The creative nonfiction I like uses personal narrative not only to ask "Who am I?" but also "How do I define myself within my unique cultural context?" Here are two favorites that address that wonderfully: a memoir about Africa and a meditation on the legacy of the Holocaust. Both challenged me to define my world in larger terms. Don't Let's Go to the Dogs Tonight: An African Childhood, by Alexandra Fuller. Random House, 2001. 301 pages, paper, $12.95. "My soul has no home. I am neither African nor English nor am I of the sea," Alexandra Fuller writes, and thus we embark with her on a journey of discovery through the harsh physical, political, and familial landscapes of her African childhood. In 1971, when she is two, Fuller and her family move from England to Rhodesia.

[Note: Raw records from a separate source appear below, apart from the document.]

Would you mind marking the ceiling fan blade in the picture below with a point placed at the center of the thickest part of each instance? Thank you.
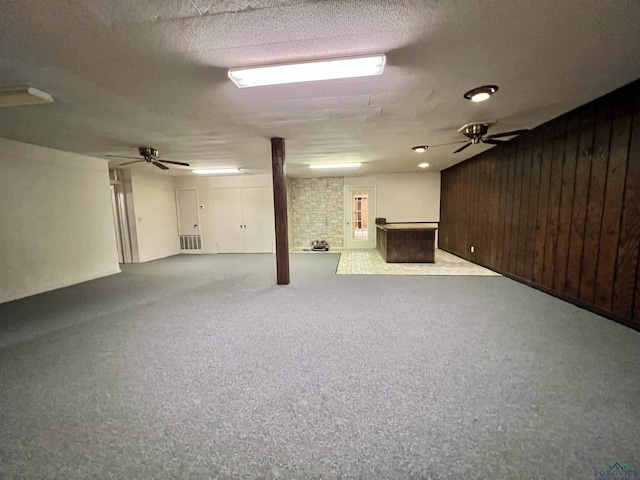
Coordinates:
(172, 162)
(120, 156)
(493, 141)
(445, 144)
(507, 134)
(463, 147)
(131, 163)
(159, 165)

Her identity is infused with the disparate sounds of her native nanny's Shone lullabies, her father's boozy rendition of Bizet's Carmen, and her mother's prenatal recitations of Shakespeare, all against the backdrop of the gunfire of the Zimbabwean soldiers, and the woo-oop! of hyenas stalking a lion pride. She imbues her text with vivid sensory details: the "sweet, raw-onion, wood-smoke, acrid smell . . . the high-wheeling vultures and the ground hopping pied crows, the stinging-dry song of grasshoppers." The Fullers are a tough bunch, fighting for their farm in the midst of the new government's program to redistribute the land. None proves tougher than Alexandra, who by the age of six can clean and load her dad's FN rifle and her mom's Uzi, and has been taught to "shoot to kill," by propping the butt of her rifle against a wall to avoid being knocked over by its kick, and by shooting at a cardboard cutout "terrorist" in the backyard. [End Page 187] In Rhodesia, identity and survival are synonymous with the land, and this proves true for Fuller personally as well. "We are born and then the umbilical cord of each child is sewn straight from the mother into the ground, where it takes root and grows," Fuller writes. Despite her hard-working life, and her hard-drinking, Uzi-wielding parents; political unrest; disease; and drought, Fuller discovers that Africa is truly the home of her heart. Writing with the restraint of a mature author, 30-something Fuller tells her story devoid of the manipulation you'll find in some family memoir. In the evolution of this increasingly popular genre, Fuller has set the bar a notch higher.